En tant que députée, je suis cela de très près. Depuis l’arrivée de Giorgia Meloni (la présidente du gouvernement transalpin, ndlr), on a réduit par trois les passages et interpellations, mais on est très loin de zéro. Une centaine minimum par semaine, parfois jusqu’à deux cents. Les flux évoluent selon les réseaux et les passeurs. Ces derniers mois, il y a une vague d’immigration algérienne importante.
Vous partagez certains constats sécuritaires avec d’autres candidats de droite. Une entente au second tour est-elle possible ?

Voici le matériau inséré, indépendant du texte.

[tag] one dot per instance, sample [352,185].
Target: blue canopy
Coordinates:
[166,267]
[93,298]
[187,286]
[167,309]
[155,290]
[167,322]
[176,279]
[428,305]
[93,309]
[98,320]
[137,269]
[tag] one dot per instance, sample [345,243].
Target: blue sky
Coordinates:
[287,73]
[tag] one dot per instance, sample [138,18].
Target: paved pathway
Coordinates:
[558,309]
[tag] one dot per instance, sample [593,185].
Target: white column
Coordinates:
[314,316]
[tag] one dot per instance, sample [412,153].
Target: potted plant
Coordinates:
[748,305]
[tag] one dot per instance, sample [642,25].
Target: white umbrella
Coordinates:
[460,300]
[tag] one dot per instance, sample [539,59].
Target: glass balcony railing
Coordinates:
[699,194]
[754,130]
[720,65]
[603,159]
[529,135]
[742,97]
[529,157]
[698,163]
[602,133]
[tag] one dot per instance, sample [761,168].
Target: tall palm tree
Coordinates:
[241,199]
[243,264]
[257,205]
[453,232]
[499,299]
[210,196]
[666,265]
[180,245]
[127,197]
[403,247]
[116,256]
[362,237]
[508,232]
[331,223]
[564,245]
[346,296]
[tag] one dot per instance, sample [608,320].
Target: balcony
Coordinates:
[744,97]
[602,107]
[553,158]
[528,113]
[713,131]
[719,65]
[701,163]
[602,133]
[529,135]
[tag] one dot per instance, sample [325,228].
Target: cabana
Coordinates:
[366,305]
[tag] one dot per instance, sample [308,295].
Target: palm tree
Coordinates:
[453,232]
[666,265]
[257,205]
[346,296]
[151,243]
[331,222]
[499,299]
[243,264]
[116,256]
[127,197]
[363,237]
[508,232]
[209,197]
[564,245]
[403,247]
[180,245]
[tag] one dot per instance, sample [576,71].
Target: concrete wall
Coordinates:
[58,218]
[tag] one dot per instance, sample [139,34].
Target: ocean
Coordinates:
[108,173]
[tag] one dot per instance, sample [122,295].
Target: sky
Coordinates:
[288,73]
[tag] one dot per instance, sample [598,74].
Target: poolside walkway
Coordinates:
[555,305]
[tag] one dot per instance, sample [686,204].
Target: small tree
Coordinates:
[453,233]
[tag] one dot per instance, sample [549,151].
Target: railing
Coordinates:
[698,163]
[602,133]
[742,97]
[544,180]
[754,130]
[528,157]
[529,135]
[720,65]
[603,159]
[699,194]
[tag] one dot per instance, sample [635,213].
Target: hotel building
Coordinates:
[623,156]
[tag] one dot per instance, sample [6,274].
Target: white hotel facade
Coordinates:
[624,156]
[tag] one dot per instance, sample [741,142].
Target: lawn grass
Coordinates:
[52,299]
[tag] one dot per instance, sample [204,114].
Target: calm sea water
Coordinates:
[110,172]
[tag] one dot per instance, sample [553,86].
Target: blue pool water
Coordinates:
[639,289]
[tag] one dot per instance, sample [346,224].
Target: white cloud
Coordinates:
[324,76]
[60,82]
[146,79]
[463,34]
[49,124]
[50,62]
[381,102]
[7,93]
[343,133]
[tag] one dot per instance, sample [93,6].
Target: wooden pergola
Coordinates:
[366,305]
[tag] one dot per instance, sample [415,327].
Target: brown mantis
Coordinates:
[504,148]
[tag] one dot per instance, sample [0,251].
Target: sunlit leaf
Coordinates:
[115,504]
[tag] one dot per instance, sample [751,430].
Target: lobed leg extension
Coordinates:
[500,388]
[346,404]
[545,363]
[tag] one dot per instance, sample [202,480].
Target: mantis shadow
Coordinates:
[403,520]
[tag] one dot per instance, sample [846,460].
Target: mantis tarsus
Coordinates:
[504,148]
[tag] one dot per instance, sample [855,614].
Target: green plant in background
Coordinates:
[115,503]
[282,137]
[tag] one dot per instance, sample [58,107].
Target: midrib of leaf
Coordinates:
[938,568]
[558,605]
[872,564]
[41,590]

Je ne suis pas du tout sur l’idée d’une fusion. C’est toujours très compliqué, ça crée des frustrations. Je suis confiante dans mon programme, je crois en mon équipe. Je continuerai à discuter avec tout le monde jusqu’à la fin. Nous verrons ce que donneront les scores au soir du 15 mars.
Qui sont les candidats à la mairie de Menton ?
Alexandra Masson (Rassemblement national) ; Louis Sarkozy (Les Républicains, Horizons, Renaissance) ; Sandra Paire (DVD) ; Florent Champion (DVD) ; Laurent Lanquar-Castiel (Union de la gauche) et Emilie Ria (Reconquête).